彼女のミッションは、確実に進行していた。
◇◆◇
王国魔法士団の研究棟、その一角にある迅の研究室。
そこには、いつもの静けさとは違う異様な活気が漂っていた。
部屋の中央には、十数名の女性魔法士たちが集まっている。
全員が熱心にメモを取りながら、迅の話を聞いていた。
「今日は雷属性魔法について、ちょっと面白い応用を試してみようと思う。」
迅は白衣の袖をまくり、得意げに腕を組んだ。
「雷属性魔法ってのは、単に攻撃に使うだけじゃもったいない。神経と電気信号の関係を応用すれば、超人的な反応速度を実現することができるんだよ。」
「神経……? 反応速度……?」
女性魔法士たちは戸惑いながらも、興味深そうに聞き入る。
迅は研究机の上に置いていたノートを開き、魔力で光る線を描きながら説明を続ける。
「例えば、身体の動きってのは、脳からの指令が神経を伝って筋肉に届くことで成り立ってるわけだよな?」
「はい……?」
「でも、この伝達速度には限界がある。だから、俺たちがどれだけ鍛えても、“一瞬で反応する”ってことはできないわけだ。」
迅はニヤリと笑いながら指をパチンと鳴らした。
「でもな――もしも、神経の伝達速度を強制的に上げることができたら?」
「えっ……?」
「魔力で神経を刺激し、電気信号を加速すれば、人間の反応速度の限界を超えられるかもしれねぇってことさ。」
女性魔法士たちは、一瞬目を輝かせた。
「つまり……電撃を身体に流して、超反応を手に入れるってことですか?」
「そう! まさしくそれだ!」
迅は勢いよく頷く。
「俺が開発した”神経加速《ニューロ・ブースト》“を、さらに強化した魔法――“雷神経活性化(エレクトロ・ニューロブースト)“だ!」
「……それって……実験はもう成功してるんですか?」
「これからだ。」
「えっ!?」
女性魔法士たちは、一斉に硬直した。
迅はどこ吹く風で、腕を軽く回しながら、余裕たっぷりに続ける。
「まぁ、理論的には問題ない。神経の電気信号を強制的に増幅することで、動作速度が爆発的に向上するはずだ。副作用は……まぁ、軽い痺れとか?」
「……………」
「よし、さっそく試してみるか!」
「えっ、ちょ、勇者様! 実験台はどうするんですか!?」
「決まってるだろ。俺だ。
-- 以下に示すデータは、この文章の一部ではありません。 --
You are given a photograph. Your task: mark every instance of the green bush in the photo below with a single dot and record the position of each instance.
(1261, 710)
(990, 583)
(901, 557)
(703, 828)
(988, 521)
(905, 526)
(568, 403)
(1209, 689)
」
「ええええええええっ!?!?!?」
女性魔法士たちが大騒ぎする間もなく、迅は手を上げた。
「《雷神経活性化(エレクトロ・ニューロブースト)》!!」
バチバチバチッ!!!
青白い雷が迅の全身を駆け巡る。
「ぐおおおおおおおおお!!??」
バチィィィィン!!
研究室に雷鳴が響き渡り、床に火花が散った。
「ちょっ……!? 勇者様、大丈夫ですか!?」
「お、おぉ……!?」
白目を剥きながらも、迅はガタガタと立ち上がる。
「すげぇ……!! なんか……動きが軽い……!!」
「ほんとに……?」
「うん、たぶん……たぶんな!」
「……勇者様、それって……」
「要するに、自分の体を電気でブーストすれば、限界の更に限界を超えた反応速度が得られるってことだ!」
「えっ、じゃあまたやるんですか……?」
「もちろん!」
迅は自信満々に胸を張った。
「もう一回試してみるか!」
「い…いや、もうやめた方が——」
「“雷神経活性化・強化版”!!」
バチバチバチバチバチバチッ!!!
「ギャアアアア!!??」
ドガァァァァン!!!
雷が爆ぜ、研究室の中に強烈な閃光が走る。
そして、白煙の中から現れたのは――
髪が逆立ち、顔が真っ黒に焦げた九条迅。
「ああ……刻が……見える……?」
「……ゆ、勇者様、大丈夫ですか!?」
「…………(シーン)」
パタリ、と迅が倒れ込む。
バチッ、バチバチッ……
彼の全身からは、まだ静電気が弾ける音がしている。
研究室はしんと静まり返った。
女性魔法士たちは顔を見合わせる。
「……これって、普通に危険なのでは?」
「た、たしかに、戦う姿にはシビれたけど……そういう意味の“シビれる”じゃないわ……」
「勇者様、やっぱりヤバい人だった!!」
「ちょ、ちょっと無理かも……!」
「そ、そろそろ帰らなきゃ……!」
女性魔法士たちは、一斉に研究室から逃げ出していった。
「……これよ。」
研究室の隅でその様子を見ていたリディアは、呆れた様子で、しかし、どこか安心したように微笑んだ。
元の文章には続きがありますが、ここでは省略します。